Foram muitos anos de dedicação a essa instituição. A Fiocruz me ensinou a fazer pesquisa que fundamenta ações em saúde e políticas públicas. Tive a oportunidade de conhecer e trabalhar com pesquisadores incríveis, referências em suas áreas, além de coordenar, em parceria com outros pesquisadores, estudos nacionais pioneiros, como a Pesquisa Nacional sobre o Uso do Crack, que entrevistou cerca de 8 mil pessoas que faziam uso de crack em cenas abertas de uso em todo país, o III Levantamento Nacional sobre uso de drogas pela população brasileira, que foi o primeiro estudo deste tipo de representatividade nacional, com mais de 16 mil entrevistados, e a Pesquisa DiVaS (Diversidade e valorização da Saúde), a maior pesquisa do mundo já finalizada com a população de travestis e mulheres trans. Durante o desenvolvimento dessas pesquisas trabalhei em parceria com gestores, pesquisadores e representantes da sociedade civil do país e pude contribuir na construção de estratégias de atenção e cuidado em saúde.

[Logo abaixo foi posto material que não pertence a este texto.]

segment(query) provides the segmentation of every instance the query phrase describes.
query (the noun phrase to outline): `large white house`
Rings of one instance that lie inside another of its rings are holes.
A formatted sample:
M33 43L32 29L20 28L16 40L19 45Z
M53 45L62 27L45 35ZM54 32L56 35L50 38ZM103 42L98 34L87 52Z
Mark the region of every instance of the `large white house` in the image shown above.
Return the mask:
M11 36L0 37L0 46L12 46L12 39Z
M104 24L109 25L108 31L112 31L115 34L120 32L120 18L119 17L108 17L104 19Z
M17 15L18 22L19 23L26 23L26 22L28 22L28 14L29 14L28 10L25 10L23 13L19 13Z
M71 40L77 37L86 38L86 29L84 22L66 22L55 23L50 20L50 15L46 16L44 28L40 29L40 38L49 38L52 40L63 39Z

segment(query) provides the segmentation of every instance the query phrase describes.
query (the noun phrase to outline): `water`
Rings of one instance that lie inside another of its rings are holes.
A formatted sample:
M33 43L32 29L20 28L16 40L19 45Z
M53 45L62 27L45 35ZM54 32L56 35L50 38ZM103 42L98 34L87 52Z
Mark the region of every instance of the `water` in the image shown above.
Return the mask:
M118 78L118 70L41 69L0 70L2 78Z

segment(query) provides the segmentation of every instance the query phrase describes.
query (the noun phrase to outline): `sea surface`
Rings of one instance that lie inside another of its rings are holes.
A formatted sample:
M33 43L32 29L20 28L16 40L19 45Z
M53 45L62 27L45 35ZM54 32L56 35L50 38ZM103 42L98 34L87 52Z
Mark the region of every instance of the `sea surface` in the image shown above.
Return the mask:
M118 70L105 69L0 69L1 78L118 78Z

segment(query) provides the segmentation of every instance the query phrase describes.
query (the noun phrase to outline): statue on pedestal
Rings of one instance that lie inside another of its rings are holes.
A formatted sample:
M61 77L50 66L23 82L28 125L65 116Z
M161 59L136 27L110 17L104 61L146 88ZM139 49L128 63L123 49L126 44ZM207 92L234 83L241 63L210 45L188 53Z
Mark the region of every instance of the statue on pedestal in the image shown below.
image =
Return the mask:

Como desafios, destaco as dificuldades de se fazer pesquisa no Brasil, falta de estrutura e financiamento, especialmente em estudos na área de saúde pública e com populações vulneráveis, muitas vezes invisíveis ou vistas como um problema aos olhos de gestores. Além disso, os desafios de ser mulher e mãe cientista em busca de espaço e reconhecimento em uma área ainda ocupada predominantemente por homens.